Fig. 6: Suppression of the hedgehog-like signal increases resistance to mitochondrial stress and pathogen infection but reduces brood size.

a, b Survival rate of day 9 wild-type (N2) worms treated with indicated RNAi and exposed to antimycin. RNAi treatment was applied either “whole-life” (starting at L1) or “adult-only” (starting on day 1 of adulthood). c qRT-PCR analysis of UPR^mt genes in day 9 N2 adults treated with RNAi and exposed to antimycin. d, e Survival rate of day 5 N2 adults treated with RNAi and exposed to PA14. f Representative fluorescence images of day 5 irg-1p::gfp adults with the indicated treatments. Pathogen infections were done on day 5 of adulthood for 48 h unless otherwise noted. Scale bar, 200 µm. g qRT-PCR analysis of innate immune response genes in day 5 N2 animals exposed to PA14. h Representative fluorescence images of day 5 N2 worms treated with PAO1(GFP). Scale bar, 200 µm. i Quantification of PAO1 or PA14 CFU in day 5 N2 worms. j, k Survival rates of day 9 and day 5 hsp-6p::gfp adults overexpressing piRNAs targeting wrt-5, wrt-6, or a control gene, with antimycin treatment on day 9 and PA14 on day 5. l Brood size of N2 worms treated with RNAi from L1 stage (“whole life”) or day 1 adulthood (“adult-only”). m Brood size of hsp-6p::gfp worms overexpressing piRNAs targeting wrt-5, wrt-6, or a control gene. n Representative fluorescence images of day 5 vit-2::gfp worms treated with RNAi. Scale bar, 200 µm. o qRT-PCR analysis of the vit family genes in day 1 N2 adults treated with RNAi.
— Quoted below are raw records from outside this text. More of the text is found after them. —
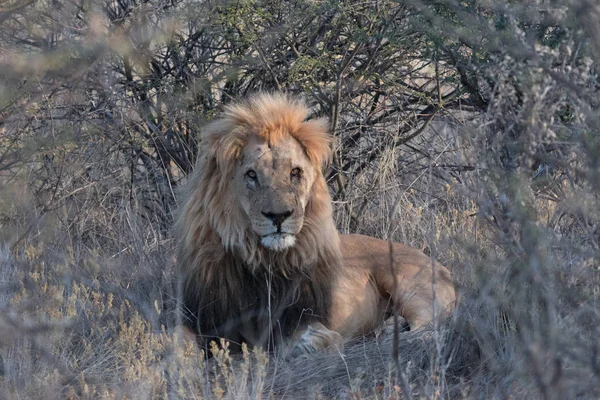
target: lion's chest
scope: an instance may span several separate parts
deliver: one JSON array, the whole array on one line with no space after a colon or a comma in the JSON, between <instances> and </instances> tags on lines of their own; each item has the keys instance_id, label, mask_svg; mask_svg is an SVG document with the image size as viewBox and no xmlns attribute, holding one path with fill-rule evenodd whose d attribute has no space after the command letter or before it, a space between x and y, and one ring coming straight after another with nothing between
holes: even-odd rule
<instances>
[{"instance_id":1,"label":"lion's chest","mask_svg":"<svg viewBox=\"0 0 600 400\"><path fill-rule=\"evenodd\" d=\"M238 271L241 276L221 282L218 293L202 296L198 322L203 335L271 348L307 323L327 323L331 293L326 284L302 274ZM244 284L228 287L232 281Z\"/></svg>"}]
</instances>

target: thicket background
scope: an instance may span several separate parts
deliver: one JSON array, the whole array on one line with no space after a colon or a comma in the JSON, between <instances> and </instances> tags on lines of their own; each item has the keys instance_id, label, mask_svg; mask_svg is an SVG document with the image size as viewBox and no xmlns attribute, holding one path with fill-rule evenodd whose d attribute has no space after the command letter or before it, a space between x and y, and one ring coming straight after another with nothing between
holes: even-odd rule
<instances>
[{"instance_id":1,"label":"thicket background","mask_svg":"<svg viewBox=\"0 0 600 400\"><path fill-rule=\"evenodd\" d=\"M6 398L598 398L596 0L0 5ZM455 317L286 362L173 333L202 126L261 90L335 141L342 232L424 250Z\"/></svg>"}]
</instances>

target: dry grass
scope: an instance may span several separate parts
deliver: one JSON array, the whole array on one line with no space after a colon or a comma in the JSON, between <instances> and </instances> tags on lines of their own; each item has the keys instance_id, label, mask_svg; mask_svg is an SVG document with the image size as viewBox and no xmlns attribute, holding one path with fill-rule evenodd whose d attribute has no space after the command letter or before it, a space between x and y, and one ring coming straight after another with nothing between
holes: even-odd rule
<instances>
[{"instance_id":1,"label":"dry grass","mask_svg":"<svg viewBox=\"0 0 600 400\"><path fill-rule=\"evenodd\" d=\"M447 324L400 336L400 365L413 395L598 395L598 267L593 255L550 229L547 215L556 211L535 201L540 220L523 228L532 236L506 244L508 233L490 227L458 190L415 184L436 193L428 206L432 195L393 188L395 178L388 179L392 189L375 189L360 230L382 235L397 225L394 238L444 261L460 293ZM396 203L390 218L386 210ZM5 397L406 397L385 334L293 361L251 351L232 357L216 348L206 361L174 331L171 240L148 220L135 220L134 210L117 210L86 210L86 223L54 242L37 235L53 228L40 222L13 251L3 250ZM581 246L594 240L572 219L559 226ZM532 247L515 254L512 246L529 240Z\"/></svg>"}]
</instances>

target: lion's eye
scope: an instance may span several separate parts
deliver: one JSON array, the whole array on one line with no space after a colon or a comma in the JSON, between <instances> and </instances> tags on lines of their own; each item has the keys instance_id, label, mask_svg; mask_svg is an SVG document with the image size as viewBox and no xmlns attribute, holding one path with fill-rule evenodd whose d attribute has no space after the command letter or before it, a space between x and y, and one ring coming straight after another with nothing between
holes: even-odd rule
<instances>
[{"instance_id":1,"label":"lion's eye","mask_svg":"<svg viewBox=\"0 0 600 400\"><path fill-rule=\"evenodd\" d=\"M253 169L250 169L246 172L246 176L252 180L256 179L256 171Z\"/></svg>"},{"instance_id":2,"label":"lion's eye","mask_svg":"<svg viewBox=\"0 0 600 400\"><path fill-rule=\"evenodd\" d=\"M290 172L290 177L292 179L300 179L302 177L302 169L298 167L292 169Z\"/></svg>"}]
</instances>

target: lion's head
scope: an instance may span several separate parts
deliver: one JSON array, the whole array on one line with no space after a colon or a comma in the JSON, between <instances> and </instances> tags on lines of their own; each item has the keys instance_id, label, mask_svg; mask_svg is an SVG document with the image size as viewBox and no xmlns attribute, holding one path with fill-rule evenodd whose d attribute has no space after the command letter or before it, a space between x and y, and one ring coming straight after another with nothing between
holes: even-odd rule
<instances>
[{"instance_id":1,"label":"lion's head","mask_svg":"<svg viewBox=\"0 0 600 400\"><path fill-rule=\"evenodd\" d=\"M278 139L250 136L233 176L244 218L261 244L274 251L295 244L317 174L296 139Z\"/></svg>"},{"instance_id":2,"label":"lion's head","mask_svg":"<svg viewBox=\"0 0 600 400\"><path fill-rule=\"evenodd\" d=\"M274 253L298 266L314 260L323 235L337 245L322 174L327 122L308 114L298 100L261 94L228 106L205 129L179 224L188 250L197 255L211 230L250 266Z\"/></svg>"}]
</instances>

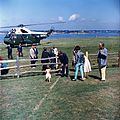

Error bars indicate mean ± SD. n represents the number of independent experiments for panels (c, g, i, o), and the number of worms for panels (i, m). p values were assessed using a two-tailed t test for panels (c, g, i, l, m, o), and using the Log-rank (Mantel–Cox) test for panels (a, b, d, e, j, k). Source data are provided as a Source Data file.